First, we have added “Project” to the title of the website, so it is now called Midwatch in Verse Project to reflect the ongoing nature of work related to the deck log poetry tradition.
Second, Dave and Gary welcome Ken Keith as a new member of the project team. Like Dave and Gary, Ken is a retired university professor who has extensive editing skills and knowledge of poetry. Every year during National Poetry Month, we look forward to Ken’s social media being graced with a daily haiku that he composes. We are pleased to have him as a team member. Check out his bio.
Finally, our most recent work involved downloading post-WWII deck log poems (1947-1979) from the National Archives. The Archives maintains the vast collection of logs between the years 1947 and 1979. However, not all the logs are digitized and available online. We downloaded over 10,000 deck log poems representing the time frame mentioned above giving us an excellent sample of poems from pre-Korean War through the Vietnam War.

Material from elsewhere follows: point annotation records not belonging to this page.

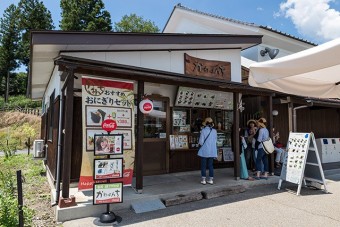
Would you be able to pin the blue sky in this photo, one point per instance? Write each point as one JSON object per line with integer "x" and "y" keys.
{"x": 314, "y": 20}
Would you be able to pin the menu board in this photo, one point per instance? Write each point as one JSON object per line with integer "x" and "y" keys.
{"x": 302, "y": 162}
{"x": 295, "y": 159}
{"x": 179, "y": 118}
{"x": 179, "y": 142}
{"x": 195, "y": 97}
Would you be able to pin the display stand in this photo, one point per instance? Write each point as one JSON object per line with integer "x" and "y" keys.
{"x": 302, "y": 164}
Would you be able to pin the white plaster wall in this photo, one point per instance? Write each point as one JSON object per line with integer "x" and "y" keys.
{"x": 170, "y": 61}
{"x": 54, "y": 84}
{"x": 161, "y": 89}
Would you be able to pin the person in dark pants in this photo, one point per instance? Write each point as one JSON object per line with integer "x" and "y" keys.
{"x": 208, "y": 150}
{"x": 250, "y": 149}
{"x": 262, "y": 157}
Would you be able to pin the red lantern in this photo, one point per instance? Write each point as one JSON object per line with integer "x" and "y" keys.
{"x": 109, "y": 125}
{"x": 146, "y": 106}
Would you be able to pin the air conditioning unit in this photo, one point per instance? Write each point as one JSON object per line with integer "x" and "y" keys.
{"x": 38, "y": 146}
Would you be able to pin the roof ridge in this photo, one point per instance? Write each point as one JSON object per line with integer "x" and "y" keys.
{"x": 179, "y": 5}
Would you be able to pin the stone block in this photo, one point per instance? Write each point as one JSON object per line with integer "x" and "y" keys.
{"x": 182, "y": 198}
{"x": 222, "y": 191}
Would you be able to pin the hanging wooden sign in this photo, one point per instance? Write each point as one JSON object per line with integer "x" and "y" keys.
{"x": 212, "y": 69}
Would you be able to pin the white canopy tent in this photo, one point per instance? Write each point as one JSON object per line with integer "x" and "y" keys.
{"x": 314, "y": 72}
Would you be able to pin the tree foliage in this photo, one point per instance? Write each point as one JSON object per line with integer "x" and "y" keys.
{"x": 33, "y": 15}
{"x": 134, "y": 23}
{"x": 17, "y": 83}
{"x": 9, "y": 38}
{"x": 84, "y": 15}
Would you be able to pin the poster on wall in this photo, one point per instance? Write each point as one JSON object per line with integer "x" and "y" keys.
{"x": 179, "y": 142}
{"x": 108, "y": 144}
{"x": 96, "y": 114}
{"x": 195, "y": 97}
{"x": 107, "y": 193}
{"x": 90, "y": 132}
{"x": 104, "y": 99}
{"x": 108, "y": 168}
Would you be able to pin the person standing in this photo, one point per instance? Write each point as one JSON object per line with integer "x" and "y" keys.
{"x": 263, "y": 135}
{"x": 250, "y": 149}
{"x": 208, "y": 150}
{"x": 244, "y": 170}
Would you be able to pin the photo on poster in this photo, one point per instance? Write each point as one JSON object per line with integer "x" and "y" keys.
{"x": 108, "y": 168}
{"x": 96, "y": 114}
{"x": 127, "y": 140}
{"x": 106, "y": 193}
{"x": 108, "y": 144}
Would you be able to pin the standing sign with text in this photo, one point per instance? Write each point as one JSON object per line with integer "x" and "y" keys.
{"x": 107, "y": 193}
{"x": 107, "y": 106}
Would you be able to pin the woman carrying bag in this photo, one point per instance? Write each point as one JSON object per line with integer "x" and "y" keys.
{"x": 263, "y": 135}
{"x": 208, "y": 150}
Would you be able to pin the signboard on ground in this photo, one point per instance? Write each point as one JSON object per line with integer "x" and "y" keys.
{"x": 302, "y": 162}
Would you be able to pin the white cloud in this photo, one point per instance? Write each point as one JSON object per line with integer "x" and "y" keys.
{"x": 313, "y": 18}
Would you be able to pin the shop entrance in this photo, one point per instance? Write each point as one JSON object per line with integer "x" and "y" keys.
{"x": 156, "y": 131}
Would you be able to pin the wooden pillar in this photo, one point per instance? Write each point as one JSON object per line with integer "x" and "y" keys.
{"x": 290, "y": 116}
{"x": 236, "y": 136}
{"x": 140, "y": 137}
{"x": 68, "y": 123}
{"x": 270, "y": 128}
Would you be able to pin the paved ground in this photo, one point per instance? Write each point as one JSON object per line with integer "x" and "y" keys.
{"x": 262, "y": 205}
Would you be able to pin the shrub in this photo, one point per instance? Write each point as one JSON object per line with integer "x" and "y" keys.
{"x": 9, "y": 208}
{"x": 19, "y": 101}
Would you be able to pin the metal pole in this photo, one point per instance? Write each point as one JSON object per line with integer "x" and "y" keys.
{"x": 7, "y": 88}
{"x": 60, "y": 128}
{"x": 20, "y": 200}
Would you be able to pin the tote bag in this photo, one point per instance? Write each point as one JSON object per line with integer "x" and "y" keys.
{"x": 268, "y": 146}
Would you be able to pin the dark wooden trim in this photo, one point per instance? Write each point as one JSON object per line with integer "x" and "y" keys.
{"x": 67, "y": 154}
{"x": 270, "y": 128}
{"x": 140, "y": 136}
{"x": 115, "y": 38}
{"x": 236, "y": 137}
{"x": 113, "y": 70}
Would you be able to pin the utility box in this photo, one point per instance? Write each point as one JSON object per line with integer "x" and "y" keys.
{"x": 38, "y": 147}
{"x": 329, "y": 149}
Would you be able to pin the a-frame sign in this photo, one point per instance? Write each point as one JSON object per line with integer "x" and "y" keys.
{"x": 302, "y": 163}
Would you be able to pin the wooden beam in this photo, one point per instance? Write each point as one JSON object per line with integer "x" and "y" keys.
{"x": 66, "y": 171}
{"x": 236, "y": 137}
{"x": 140, "y": 137}
{"x": 290, "y": 117}
{"x": 270, "y": 128}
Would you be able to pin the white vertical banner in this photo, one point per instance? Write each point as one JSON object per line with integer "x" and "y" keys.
{"x": 106, "y": 99}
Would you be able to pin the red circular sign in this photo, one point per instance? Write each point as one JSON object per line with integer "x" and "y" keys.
{"x": 109, "y": 125}
{"x": 147, "y": 107}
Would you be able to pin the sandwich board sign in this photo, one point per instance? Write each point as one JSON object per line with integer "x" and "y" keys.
{"x": 302, "y": 163}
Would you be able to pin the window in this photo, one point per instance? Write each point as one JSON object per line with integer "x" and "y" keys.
{"x": 51, "y": 116}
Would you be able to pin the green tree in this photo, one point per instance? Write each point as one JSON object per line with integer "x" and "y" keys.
{"x": 17, "y": 85}
{"x": 134, "y": 23}
{"x": 84, "y": 15}
{"x": 33, "y": 15}
{"x": 9, "y": 37}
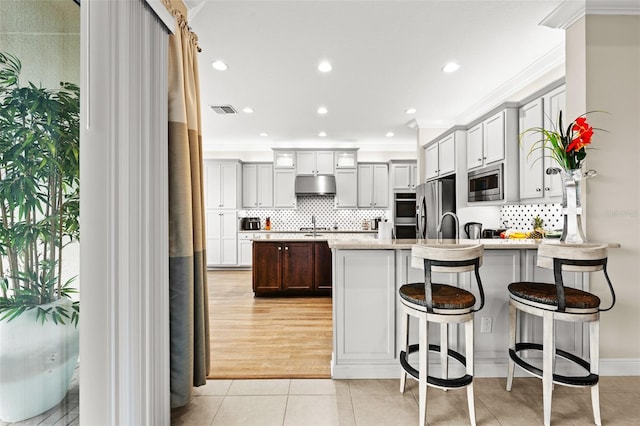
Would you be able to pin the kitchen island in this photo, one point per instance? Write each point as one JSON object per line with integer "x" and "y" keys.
{"x": 294, "y": 263}
{"x": 366, "y": 315}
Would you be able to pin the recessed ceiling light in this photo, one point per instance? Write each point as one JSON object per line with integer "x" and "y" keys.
{"x": 451, "y": 67}
{"x": 325, "y": 66}
{"x": 219, "y": 65}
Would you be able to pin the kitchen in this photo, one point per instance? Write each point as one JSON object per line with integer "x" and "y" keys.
{"x": 411, "y": 142}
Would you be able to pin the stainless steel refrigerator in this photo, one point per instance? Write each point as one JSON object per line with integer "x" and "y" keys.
{"x": 432, "y": 200}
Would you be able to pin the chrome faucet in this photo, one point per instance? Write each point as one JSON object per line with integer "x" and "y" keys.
{"x": 455, "y": 219}
{"x": 313, "y": 222}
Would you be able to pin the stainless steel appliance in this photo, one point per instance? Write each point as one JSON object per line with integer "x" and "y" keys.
{"x": 473, "y": 230}
{"x": 250, "y": 223}
{"x": 404, "y": 215}
{"x": 486, "y": 184}
{"x": 432, "y": 200}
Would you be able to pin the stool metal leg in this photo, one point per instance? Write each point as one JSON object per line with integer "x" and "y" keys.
{"x": 423, "y": 356}
{"x": 594, "y": 355}
{"x": 403, "y": 374}
{"x": 512, "y": 344}
{"x": 444, "y": 349}
{"x": 468, "y": 334}
{"x": 548, "y": 355}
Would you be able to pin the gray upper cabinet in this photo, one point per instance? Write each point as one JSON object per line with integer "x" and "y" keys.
{"x": 257, "y": 185}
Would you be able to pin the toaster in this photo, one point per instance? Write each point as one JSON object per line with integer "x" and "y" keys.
{"x": 250, "y": 223}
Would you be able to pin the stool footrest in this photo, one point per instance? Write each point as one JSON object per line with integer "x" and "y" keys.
{"x": 457, "y": 382}
{"x": 588, "y": 380}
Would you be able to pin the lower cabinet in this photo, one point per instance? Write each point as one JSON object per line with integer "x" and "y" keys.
{"x": 291, "y": 268}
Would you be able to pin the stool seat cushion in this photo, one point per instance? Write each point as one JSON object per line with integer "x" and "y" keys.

Initially, we are organizing poems into groups that address a set of themes that recur over time: for example, mimicking classical poems, complaining about having to write a poem, absence of alcohol and women, and others. Some log authors graced their New Year’s entry with illumination and calligraphy, while others composed poems that could be sung to popular tunes (e.g., one log is modeled after Petula Clark’s Downtown). Using these themes, we will be looking at how these young officers deal with the requirement that certain technical information is required in a deck log–location, speed, source of power, other ships present, etc. Over the course of the four decades following WWII, the treatment of technical details in the midwatch poems is amazingly similar, which is perhaps to be expected. Certain patterns of often repeated imagery and rhyme have arisen from the challenge of making things like ship names and designations, unit identifications, and so forth fit smoothly into a poem. However, many officers found unique and interesting ways of rhyming mundane information. At times, poem writers expressed political views related to world events that impacted their deployments. We view all of this through the lens of what the poems say about the men, the ships, and the historical context in which the poems were written over four decades.